I am to generate a set of tasks, dynamically using DAG Params. In details, I would like to "pass" a list of dates (string) to my DAG, and pass each date (string) to a sub-dag, that I trigger in a sequential fashion. In following, I use DummyOperator()
instead.
in my DAG, I have:
...
with DAG(
...,
params={"date_list":Param(["2022-10-10"], type="array", ...}
),
as dag:
t0 = None
for idx, _date in enumerate("{{params.date_list}}"):
t1 = DummyOperator(task_id="f{idx}-{_date}")
if t0 is not None:
t0 >> t1
t0 = t1
For instance, if I input, date_list=["2022-01-10", "2023-06-22"]
, i expect to see two tasks generated, like following:
"0-2022-01-10" >> "1-2023-06-22"
Unfortunately, this code does not work since {{params.date_list}}
does not get parsed, and passed as "{{params.date_list}}" instead.
What is the best way to achieve above, i.e., to dynamically generate tasks based on the input param? Any solution that help me to generate that list, and hence, use in the for loop
is fine.
I appreciate if someone shed some lights for me.

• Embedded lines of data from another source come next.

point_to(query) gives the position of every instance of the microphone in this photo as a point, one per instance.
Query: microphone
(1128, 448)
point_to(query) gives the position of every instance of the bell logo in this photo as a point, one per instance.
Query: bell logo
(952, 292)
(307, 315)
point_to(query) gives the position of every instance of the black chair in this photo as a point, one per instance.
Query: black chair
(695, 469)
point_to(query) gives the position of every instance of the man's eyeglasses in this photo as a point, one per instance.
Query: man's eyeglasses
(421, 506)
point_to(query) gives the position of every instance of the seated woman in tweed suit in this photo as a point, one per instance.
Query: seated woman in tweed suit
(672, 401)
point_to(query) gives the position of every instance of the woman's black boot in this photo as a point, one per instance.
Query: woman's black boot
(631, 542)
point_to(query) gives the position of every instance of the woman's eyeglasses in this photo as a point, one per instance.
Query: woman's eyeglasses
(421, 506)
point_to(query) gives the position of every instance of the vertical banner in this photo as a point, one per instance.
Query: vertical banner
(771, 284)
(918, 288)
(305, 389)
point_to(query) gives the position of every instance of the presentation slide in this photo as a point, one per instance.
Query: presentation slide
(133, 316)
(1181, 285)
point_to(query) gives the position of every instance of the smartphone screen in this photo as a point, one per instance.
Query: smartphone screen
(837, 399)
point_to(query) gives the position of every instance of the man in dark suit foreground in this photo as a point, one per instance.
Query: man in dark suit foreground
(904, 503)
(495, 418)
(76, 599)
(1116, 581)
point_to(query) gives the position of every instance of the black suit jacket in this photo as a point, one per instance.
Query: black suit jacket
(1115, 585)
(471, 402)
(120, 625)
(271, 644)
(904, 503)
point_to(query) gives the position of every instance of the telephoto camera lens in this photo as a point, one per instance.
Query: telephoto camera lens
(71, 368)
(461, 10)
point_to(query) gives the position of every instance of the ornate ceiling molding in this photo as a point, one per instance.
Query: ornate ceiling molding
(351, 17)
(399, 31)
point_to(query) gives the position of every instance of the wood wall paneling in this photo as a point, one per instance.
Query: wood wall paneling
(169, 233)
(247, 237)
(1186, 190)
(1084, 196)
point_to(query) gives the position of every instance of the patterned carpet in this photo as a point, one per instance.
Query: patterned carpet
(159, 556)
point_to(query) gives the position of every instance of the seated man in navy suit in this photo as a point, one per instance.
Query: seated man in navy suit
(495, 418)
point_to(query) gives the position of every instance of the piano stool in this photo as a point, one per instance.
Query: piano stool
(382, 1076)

UPDATE: following @ozs comment, I made the following changes:
def make_list():
context = get_current_context()
return context["params"]["date_list"]
@task
def generate_tasks(arg):
return TriggerDagRunOperator(task_id=f"{arg}", trigger_dag_id="test_action", wait_for_completion=True)
generate_tasks = generate_tasks.expand(arg=make_list())
(generate_tasks)
and in other DAG, test_action.py
i have only a simple PythonOperatopr()
.
However, no secondary DAG is being triggered. Am i missing something?
You should use airflow dynamic task to create task according to list of params.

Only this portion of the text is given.